If evolution happened, one would expect to see gradual transitions among many living things. For example, variations of dogs might blend in with variations of cats. In fact, some animals, such as the duckbilled platypus, have organs totally unrelated to their alleged evolutionary ancestors. The platypus has fur, is warm-blooded, and suckles its young as do mammals. It lays leathery eggs, has a single ventral opening (for elimination, mating, and birth), and has claws and a shoulder girdle as most reptiles do. The platypus can detect electrical currents (AC and DC) as some fish can, and has a bill somewhat like that of a duck—a bird. It has webbed forefeet like those of an otter and a flat tail like that of a beaver. The male platypus can inject poisonous venom like a pit viper. The duckbilled platypus is found only in Tasmania and eastern Australia. European scientists who first studied platypus specimens thought that a clever taxidermist had stitched together parts of different animals—a logical conclusion if one believed that each animal must be very similar to other animals. In fact, the platypus is perfectly designed for its environment. Such “patchwork” animals and plants, called mosaics, have no logical place on the so-called “evolutionary tree.”

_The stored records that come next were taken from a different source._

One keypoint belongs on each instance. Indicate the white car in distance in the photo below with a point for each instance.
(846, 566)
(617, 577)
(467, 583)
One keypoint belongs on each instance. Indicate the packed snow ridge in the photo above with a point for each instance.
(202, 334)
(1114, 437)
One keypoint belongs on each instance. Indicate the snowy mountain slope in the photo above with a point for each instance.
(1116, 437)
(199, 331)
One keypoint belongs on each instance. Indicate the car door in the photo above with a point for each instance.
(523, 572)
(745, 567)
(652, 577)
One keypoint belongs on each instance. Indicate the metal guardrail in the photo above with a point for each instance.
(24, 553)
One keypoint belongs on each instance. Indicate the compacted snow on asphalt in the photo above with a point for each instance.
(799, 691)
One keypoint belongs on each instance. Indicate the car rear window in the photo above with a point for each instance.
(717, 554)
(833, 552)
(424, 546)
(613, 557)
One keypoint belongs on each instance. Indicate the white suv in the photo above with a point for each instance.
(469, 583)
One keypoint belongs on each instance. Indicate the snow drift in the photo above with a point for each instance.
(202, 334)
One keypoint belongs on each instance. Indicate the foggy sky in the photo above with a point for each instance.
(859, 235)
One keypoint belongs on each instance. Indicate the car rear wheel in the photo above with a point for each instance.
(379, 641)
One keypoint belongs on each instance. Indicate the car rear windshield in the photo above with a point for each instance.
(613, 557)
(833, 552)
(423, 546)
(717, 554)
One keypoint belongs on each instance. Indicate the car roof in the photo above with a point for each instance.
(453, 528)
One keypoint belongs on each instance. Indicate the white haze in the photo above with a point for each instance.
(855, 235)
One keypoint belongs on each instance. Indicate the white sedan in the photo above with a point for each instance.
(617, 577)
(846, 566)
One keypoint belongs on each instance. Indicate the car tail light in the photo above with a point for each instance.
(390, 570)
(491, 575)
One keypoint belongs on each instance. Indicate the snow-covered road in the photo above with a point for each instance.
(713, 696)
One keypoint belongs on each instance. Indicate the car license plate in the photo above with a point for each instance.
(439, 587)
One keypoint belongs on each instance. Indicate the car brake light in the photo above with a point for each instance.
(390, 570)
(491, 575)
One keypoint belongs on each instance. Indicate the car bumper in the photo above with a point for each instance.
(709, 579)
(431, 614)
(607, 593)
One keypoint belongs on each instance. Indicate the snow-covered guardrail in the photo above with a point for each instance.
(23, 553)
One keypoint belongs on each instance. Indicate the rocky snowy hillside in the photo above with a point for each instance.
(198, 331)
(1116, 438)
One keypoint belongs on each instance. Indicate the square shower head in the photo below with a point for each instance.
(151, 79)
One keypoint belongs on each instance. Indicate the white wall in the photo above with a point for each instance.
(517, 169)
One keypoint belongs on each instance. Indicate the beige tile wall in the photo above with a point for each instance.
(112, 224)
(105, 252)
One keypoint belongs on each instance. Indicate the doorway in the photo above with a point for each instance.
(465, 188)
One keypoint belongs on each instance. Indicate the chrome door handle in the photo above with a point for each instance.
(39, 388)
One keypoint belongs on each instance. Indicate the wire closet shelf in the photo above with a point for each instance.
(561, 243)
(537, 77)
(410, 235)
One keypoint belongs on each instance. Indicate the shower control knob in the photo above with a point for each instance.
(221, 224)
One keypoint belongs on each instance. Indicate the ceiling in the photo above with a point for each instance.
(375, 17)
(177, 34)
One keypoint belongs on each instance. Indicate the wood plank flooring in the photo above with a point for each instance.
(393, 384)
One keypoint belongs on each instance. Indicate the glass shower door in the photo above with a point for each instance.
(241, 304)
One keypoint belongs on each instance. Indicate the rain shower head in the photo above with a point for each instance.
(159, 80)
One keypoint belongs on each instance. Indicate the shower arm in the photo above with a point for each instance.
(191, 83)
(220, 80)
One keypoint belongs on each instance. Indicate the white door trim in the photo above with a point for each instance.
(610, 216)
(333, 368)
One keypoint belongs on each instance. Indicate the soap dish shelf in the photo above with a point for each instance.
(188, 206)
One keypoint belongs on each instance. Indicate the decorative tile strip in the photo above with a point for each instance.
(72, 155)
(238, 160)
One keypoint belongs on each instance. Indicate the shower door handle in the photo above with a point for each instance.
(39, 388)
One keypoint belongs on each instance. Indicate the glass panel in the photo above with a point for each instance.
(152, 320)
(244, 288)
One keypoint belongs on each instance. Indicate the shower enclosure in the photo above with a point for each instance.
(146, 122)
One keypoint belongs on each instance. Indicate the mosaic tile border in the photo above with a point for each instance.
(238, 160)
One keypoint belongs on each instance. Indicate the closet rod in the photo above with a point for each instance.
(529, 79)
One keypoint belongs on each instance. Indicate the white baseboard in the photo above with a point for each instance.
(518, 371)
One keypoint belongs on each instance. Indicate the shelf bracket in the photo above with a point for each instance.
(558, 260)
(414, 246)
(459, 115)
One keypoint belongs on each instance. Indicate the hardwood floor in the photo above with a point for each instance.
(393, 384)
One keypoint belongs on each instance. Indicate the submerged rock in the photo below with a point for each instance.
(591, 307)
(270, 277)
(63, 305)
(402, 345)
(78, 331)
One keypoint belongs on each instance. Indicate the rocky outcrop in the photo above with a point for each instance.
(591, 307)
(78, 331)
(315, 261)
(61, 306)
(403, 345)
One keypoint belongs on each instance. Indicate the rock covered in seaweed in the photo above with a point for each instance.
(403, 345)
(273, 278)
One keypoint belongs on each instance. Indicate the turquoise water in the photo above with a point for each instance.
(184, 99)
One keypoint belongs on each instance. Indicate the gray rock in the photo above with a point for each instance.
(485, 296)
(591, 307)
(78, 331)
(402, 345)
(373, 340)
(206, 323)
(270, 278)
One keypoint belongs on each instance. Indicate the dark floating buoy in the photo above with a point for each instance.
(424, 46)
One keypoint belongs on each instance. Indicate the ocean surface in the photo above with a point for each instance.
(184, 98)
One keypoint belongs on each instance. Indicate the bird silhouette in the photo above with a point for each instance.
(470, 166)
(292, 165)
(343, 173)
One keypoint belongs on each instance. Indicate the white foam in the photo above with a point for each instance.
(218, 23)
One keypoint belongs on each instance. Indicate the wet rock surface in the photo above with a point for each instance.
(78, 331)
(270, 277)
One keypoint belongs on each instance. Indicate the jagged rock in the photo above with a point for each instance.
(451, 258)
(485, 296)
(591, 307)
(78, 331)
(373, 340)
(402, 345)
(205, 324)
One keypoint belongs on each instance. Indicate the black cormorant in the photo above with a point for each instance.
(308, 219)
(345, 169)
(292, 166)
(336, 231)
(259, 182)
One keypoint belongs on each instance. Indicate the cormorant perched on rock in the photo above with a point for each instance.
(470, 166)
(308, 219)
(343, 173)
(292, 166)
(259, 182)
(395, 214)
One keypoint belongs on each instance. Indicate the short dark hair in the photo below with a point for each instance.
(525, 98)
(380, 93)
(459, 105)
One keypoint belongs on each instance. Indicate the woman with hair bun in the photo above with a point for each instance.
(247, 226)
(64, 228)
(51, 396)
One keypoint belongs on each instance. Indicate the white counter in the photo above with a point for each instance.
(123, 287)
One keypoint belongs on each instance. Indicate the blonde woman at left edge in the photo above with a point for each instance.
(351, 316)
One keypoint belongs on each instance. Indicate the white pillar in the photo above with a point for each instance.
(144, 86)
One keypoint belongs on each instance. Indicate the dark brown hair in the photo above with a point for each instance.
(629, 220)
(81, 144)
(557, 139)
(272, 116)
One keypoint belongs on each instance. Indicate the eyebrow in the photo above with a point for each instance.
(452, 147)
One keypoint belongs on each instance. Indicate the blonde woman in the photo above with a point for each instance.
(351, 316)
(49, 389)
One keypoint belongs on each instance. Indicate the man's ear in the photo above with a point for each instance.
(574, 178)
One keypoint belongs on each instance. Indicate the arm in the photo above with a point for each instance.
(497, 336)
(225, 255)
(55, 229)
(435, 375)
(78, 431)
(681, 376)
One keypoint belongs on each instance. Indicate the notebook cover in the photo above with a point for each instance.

Figure 5: Duckbilled Platypus. The duckbilled platypus is found only in Tasmania and eastern Australia. European scientists who first studied platypus specimens thought that a clever taxidermist had stitched together parts of different animals—a logical conclusion if one believed that each animal must be very similar to other animals. In fact, the platypus is perfectly designed for its environment.
There is no direct evidence that any major group of animals or plants arose from any other major group (a). Species are observed only going out of existence (extinctions), never coming into existence (b).
a. “And let us dispose of a common misconception. The complete transmutation of even one animal species into a different species has never been directly observed either in the laboratory or in the field.” Dean H. Kenyon (Professor of Biology, San Francisco State University), affidavit presented to the U.S. Supreme Court, No. 85–1513, Brief of Appellants, prepared under the direction of William J. Guste Jr., Attorney General of the State of Louisiana, October 1985, p. A-16. Kenyon has repudiated his earlier book advocating evolution.
“Thus so far as concerns the major groups of animals, the creationists seem to have the better of the argument. There is not the slightest evidence that any one of the major groups arose from any other. Each is a special animal complex related, more or less closely, to all the rest, and appearing, therefore, as a special and distinct creation.” Austin H. Clark, “Animal Evolution,” Quarterly Review of Biology, Vol. 3, No. 4, December 1928, p. 539.
“When we descend to details, we cannot prove that a single species has changed; nor can we prove that the supposed changes are beneficial, which is the groundwork of the theory [of evolution].” Charles Darwin, The Life and Letters of Charles Darwin, Vol. 1, p. 210.
“The fact that all the individual species must be stationed at the extreme periphery of such logic [evolutionary] trees merely emphasized the fact that the order of nature betrays no hint of natural evolutionary sequential arrangements, revealing species to be related as sisters or cousins but never as ancestors and descendants as is required by evolution.” Denton, p. 132.
b. “...no human has ever seen a new species form in nature.” Steven M. Stanley, The New Evolutionary Timetable (New York: Basic Books, Inc., 1981), p. 73.